Le maire élu de New York, Zohran Mamdani, s'exprime lors d'une conférence de presse à l'hôpital Elmhurst, dans le quartier du Queens, le 30 décembre 2025. Il prêtera serment le 1er janvier 2026. Photo Timothy A.Clary / AFP
Zohran Mamdani s'apprête à prendre officiellement mercredi à minuit la mairie de New York, où de nombreux défis attendent ce démocrate de 34 ans élu sur d'ambitieuses promesses de gauche et une opposition frontale à Donald Trump.
Au moment où des dizaines de milliers de personnes célèbreront le passage à la nouvelle année sur Times Square, c'est dans une historique station de métro désaffectée de Manhattan desservant autrefois l'hôtel de ville que le nouvel édile prêtera serment.
Le choix du lieu, chef d'oeuvre architectural datant de la création du métro en 1904, ne doit rien au hasard pour cet élu qui y voit le symbole d' »une ville qui osait être à la fois belle » et « capable de transformer la vie des classes laborieuses ».
Le nom de celle qui lui fera prêter serment n'est pas moins anodin: Letitia James, procureure générale de l'Etat de New York, ennemie intime de Donald Trump dont elle avait obtenu la condamnation en 2024 dans une vaste affaire de fraudes.
Le président américain a depuis lors tenté de la faire inculper à plusieurs reprises, en vain.
Cette cérémonie d'investiture en petit comité sera suivie d'une autre jeudi à la mi-journée à l'hôtel de ville, présidée par deux figures de la gauche américaine, le sénateur Bernie Sanders et la représentante Alexandria Ocasio-Cortez.
Des dizaines de milliers de personnes sont attendues à cette occasion pour une grande « fête de quartier », avec retransmissions sur écrans géants, musiques et performances le long de Broadway.
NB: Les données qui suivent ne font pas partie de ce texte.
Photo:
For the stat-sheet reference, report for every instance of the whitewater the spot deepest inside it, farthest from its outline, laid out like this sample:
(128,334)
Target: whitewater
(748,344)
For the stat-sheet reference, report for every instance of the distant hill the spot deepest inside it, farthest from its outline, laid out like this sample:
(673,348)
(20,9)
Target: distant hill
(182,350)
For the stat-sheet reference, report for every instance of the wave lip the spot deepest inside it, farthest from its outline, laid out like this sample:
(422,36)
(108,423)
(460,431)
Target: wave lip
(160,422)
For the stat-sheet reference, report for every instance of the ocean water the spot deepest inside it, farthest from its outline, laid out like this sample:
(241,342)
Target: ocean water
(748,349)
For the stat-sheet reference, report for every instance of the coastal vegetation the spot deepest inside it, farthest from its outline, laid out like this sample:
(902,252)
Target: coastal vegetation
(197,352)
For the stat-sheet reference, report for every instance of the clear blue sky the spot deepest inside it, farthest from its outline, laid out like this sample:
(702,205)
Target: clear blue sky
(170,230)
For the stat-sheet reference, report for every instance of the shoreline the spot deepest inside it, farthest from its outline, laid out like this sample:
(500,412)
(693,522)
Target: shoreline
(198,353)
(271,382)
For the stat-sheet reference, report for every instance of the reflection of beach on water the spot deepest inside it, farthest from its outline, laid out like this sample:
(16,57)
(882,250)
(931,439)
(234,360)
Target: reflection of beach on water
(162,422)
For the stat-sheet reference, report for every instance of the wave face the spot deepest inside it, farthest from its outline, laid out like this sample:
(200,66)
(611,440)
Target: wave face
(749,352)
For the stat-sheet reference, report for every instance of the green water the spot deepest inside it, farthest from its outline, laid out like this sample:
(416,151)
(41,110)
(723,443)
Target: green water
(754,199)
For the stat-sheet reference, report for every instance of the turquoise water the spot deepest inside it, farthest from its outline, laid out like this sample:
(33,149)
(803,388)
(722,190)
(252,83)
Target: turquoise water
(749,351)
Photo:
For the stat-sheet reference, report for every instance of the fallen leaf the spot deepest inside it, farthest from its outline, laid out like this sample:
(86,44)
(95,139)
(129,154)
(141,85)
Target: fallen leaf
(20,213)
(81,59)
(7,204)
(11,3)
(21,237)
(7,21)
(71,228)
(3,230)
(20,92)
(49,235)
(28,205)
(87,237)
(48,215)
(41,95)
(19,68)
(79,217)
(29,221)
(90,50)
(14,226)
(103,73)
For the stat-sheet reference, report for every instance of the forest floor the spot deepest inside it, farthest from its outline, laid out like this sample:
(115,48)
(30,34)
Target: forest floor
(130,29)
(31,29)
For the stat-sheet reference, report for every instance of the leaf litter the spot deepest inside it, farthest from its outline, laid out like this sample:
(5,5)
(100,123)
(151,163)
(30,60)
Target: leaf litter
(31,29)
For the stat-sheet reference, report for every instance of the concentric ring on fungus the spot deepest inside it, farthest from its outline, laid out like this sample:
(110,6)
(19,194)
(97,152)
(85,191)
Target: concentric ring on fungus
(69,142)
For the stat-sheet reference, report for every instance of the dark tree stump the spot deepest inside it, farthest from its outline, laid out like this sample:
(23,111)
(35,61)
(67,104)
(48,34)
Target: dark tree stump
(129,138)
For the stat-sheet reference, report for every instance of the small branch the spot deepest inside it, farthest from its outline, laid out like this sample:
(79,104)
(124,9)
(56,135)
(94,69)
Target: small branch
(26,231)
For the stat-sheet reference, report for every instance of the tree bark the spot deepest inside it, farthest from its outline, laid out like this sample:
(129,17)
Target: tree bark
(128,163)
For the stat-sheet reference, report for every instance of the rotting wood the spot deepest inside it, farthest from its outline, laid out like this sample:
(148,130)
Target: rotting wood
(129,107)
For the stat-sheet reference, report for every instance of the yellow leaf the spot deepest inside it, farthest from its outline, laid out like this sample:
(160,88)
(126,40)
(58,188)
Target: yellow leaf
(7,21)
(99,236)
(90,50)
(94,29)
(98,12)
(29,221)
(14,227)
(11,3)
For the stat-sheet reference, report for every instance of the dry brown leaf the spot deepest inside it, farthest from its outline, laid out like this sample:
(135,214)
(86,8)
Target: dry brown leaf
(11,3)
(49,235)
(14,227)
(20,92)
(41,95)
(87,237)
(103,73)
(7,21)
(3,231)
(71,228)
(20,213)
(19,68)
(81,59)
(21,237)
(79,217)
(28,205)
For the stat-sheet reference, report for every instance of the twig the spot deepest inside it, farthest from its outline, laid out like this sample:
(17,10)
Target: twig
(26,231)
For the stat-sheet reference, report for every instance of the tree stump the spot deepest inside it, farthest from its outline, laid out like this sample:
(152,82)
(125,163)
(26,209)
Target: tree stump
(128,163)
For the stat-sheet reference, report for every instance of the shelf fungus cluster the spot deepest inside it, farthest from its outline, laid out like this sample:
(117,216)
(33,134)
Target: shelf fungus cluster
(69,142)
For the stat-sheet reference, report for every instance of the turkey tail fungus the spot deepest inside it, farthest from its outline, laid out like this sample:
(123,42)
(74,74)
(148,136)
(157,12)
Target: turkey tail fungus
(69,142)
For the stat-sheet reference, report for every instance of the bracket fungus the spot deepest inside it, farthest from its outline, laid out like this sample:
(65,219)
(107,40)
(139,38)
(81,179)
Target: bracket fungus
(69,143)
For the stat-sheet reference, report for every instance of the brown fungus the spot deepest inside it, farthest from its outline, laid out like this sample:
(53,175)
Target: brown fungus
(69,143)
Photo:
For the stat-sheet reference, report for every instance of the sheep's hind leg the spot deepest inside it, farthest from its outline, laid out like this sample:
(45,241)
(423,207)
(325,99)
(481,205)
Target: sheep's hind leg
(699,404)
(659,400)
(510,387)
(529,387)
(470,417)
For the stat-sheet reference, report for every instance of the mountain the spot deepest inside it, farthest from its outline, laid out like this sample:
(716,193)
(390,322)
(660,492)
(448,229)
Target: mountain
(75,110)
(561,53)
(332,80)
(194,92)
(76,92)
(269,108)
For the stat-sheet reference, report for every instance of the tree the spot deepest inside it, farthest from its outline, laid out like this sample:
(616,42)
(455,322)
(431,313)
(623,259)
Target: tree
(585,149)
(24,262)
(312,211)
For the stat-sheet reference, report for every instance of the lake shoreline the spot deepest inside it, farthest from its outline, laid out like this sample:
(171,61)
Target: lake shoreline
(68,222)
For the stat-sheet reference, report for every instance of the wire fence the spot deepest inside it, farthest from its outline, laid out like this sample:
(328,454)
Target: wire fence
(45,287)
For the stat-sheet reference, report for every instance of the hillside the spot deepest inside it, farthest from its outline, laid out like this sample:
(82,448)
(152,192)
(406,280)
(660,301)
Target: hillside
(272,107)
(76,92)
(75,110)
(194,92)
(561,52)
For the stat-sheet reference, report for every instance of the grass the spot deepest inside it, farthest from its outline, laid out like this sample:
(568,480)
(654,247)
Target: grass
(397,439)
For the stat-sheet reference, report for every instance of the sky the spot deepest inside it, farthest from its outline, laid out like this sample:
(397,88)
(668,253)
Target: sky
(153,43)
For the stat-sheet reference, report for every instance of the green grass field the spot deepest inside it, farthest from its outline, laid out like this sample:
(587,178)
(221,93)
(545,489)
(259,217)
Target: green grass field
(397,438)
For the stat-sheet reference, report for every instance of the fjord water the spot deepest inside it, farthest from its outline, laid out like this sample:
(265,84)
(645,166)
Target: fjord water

Elu le 4 novembre sur un programme d'opposition franche au président américain, notamment sur l'économie et l'immigration, Zohran Mamdani s'est depuis lors rendu à la Maison Blanche pour un échange étonnamment chaleureux entre les deux hommes, qui ont fait assaut d'amabilités.
Gel de loyers
Donald Trump a-t-il pour autant remisé ses menaces, faites pendant la campagne, d'envoyer la Garde nationale à New York ou de couper les subventions fédérales à la ville ?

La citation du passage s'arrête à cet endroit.